Da mesma forma, a imprensa defende formalmente a igualdade de oportunidades, mas comumente discorda de políticas de compensação por perdas históricas para os descendentes de escravos ou para habitantes das regiões do país tradicionalmente relegadas à miséria.
A causa dessa contradição pode estar nas origens da imprensa brasileira, nascida e longamente amamentada na intimidade do poder.
Tome-se qualquer momento histórico e se irá observar que, diante de qualquer grande desafio que o Brasil tenha enfrentado, a primeira escolha da imprensa, como instituição quase monolítica, terá sido a mais cautelosa.
Mais adiante, eventualmente constatada uma tendência progressista da sociedade, a orientação editorial pode mudar, mas em princípio, a imprensa funciona mais como freio do que como tração para os movimentos de avanço da sociedade.
É certo que em determinados períodos a imprensa soube saudar a modernidade, como nos chamados “trinta anos gloriosos”, entre o pós-guerra e os anos 70 do século passado, mas tratou sempre de festejar o futuro sem deixar de se agarrar às tradições conservadoras.

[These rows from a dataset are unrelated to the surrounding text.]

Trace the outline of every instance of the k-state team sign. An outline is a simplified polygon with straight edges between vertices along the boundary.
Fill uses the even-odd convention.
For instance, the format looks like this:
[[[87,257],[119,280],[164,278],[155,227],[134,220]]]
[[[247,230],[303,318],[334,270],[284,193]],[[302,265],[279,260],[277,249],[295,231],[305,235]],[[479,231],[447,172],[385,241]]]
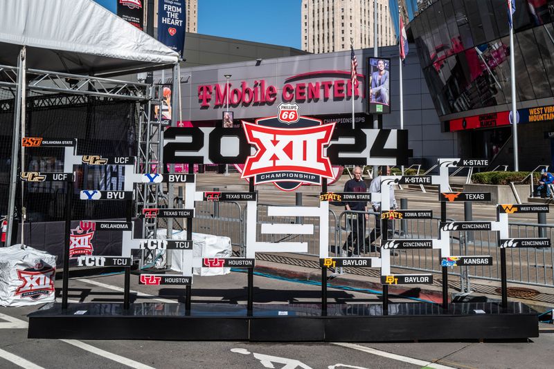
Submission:
[[[166,164],[244,164],[241,176],[254,184],[274,183],[285,191],[333,179],[332,165],[408,163],[408,132],[397,129],[335,129],[334,123],[299,115],[294,103],[278,115],[242,129],[171,127],[164,134]]]

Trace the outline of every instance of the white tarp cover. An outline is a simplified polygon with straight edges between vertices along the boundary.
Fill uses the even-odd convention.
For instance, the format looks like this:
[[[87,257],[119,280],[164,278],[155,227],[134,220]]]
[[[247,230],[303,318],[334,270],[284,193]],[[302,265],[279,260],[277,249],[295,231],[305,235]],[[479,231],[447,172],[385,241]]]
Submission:
[[[25,306],[55,299],[56,258],[14,245],[0,247],[0,306]]]
[[[95,73],[175,64],[179,55],[92,0],[0,1],[0,64]]]

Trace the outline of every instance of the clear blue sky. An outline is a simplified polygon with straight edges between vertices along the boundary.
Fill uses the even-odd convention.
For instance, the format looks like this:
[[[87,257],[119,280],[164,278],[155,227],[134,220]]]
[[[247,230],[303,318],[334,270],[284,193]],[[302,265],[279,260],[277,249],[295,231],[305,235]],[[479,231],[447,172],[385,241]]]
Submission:
[[[301,0],[198,0],[198,33],[301,48]]]

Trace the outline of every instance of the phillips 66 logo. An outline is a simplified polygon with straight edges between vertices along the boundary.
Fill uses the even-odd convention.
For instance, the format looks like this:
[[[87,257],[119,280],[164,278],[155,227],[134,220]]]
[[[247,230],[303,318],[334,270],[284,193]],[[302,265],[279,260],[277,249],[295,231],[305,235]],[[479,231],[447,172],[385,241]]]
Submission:
[[[242,178],[293,191],[303,183],[321,185],[322,178],[334,178],[331,162],[323,155],[334,123],[300,117],[298,105],[281,104],[278,116],[256,120],[256,124],[243,122],[242,126],[248,142],[256,147],[247,159]]]

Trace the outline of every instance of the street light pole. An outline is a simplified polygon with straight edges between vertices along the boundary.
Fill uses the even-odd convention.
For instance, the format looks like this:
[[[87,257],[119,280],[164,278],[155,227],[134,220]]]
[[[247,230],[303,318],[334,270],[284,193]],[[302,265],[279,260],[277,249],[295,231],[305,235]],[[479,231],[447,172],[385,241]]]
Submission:
[[[231,75],[224,75],[224,77],[225,77],[225,78],[227,79],[226,88],[226,89],[227,90],[227,101],[225,106],[225,111],[227,113],[229,113],[229,79],[231,78]],[[226,176],[229,175],[229,166],[228,164],[226,164],[224,176]]]

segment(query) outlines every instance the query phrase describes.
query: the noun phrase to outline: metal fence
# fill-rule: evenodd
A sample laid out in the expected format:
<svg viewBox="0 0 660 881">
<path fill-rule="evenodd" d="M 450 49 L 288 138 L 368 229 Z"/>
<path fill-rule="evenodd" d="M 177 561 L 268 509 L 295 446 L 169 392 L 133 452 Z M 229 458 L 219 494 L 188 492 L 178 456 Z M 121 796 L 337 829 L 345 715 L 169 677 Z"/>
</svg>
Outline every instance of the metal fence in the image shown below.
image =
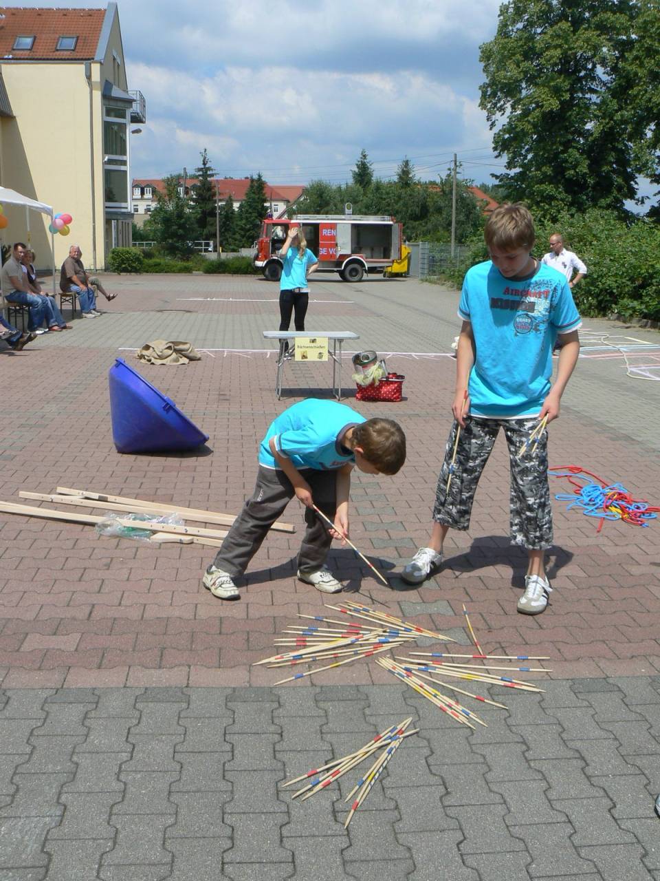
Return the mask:
<svg viewBox="0 0 660 881">
<path fill-rule="evenodd" d="M 157 242 L 155 242 L 155 241 L 134 241 L 133 242 L 133 247 L 134 248 L 140 248 L 140 250 L 143 250 L 143 251 L 146 251 L 146 250 L 149 250 L 151 248 L 155 248 L 156 245 L 157 245 Z M 216 242 L 213 241 L 207 241 L 207 240 L 202 241 L 201 240 L 199 241 L 194 241 L 192 243 L 192 245 L 193 245 L 193 250 L 194 251 L 199 251 L 201 254 L 205 254 L 205 253 L 209 253 L 209 251 L 214 251 L 215 248 L 216 248 Z"/>
<path fill-rule="evenodd" d="M 457 245 L 454 248 L 454 255 L 452 257 L 451 245 L 440 245 L 433 241 L 420 241 L 418 270 L 420 278 L 426 278 L 427 276 L 440 275 L 450 267 L 458 266 L 463 257 L 466 255 L 468 250 L 469 248 L 465 245 Z"/>
</svg>

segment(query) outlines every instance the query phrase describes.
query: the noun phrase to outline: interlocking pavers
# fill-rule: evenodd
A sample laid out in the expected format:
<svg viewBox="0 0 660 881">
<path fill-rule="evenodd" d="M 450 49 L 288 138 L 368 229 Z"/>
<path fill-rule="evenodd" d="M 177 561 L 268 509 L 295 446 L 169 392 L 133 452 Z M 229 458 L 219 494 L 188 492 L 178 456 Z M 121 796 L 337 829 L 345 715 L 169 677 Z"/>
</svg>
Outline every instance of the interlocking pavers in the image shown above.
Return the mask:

No caso citado pelo leitor e ouvinte, em que a Câmara dos Deputados opta por empurrar o Brasil para trás na questão ambiental, a imprensa formalmente defende uma legislação capaz de proteger as florestas sem impedir o desenvolvimento da agricultura.
No entanto, são raros os registros de iniciativa das redações no sentido de discutir as raizes do conflito entre a banda predadora do agronegócio e o movimento ambientalista.
Para entrar fundamente na questão, a imprensa precisaria colocar em debate aberto o tema da posse da terra, onde teria que incluir a função social da propriedade, os direitos das comunidades tradicionais, a gestão territorial e outros assuntos que poderiam conduzir a questionamentos sobre o sistema econômico e social como um todo.
Vai que, numa dessas, corre-se o risco de colocar em discussão pública a propriedade dos meios de comunicação?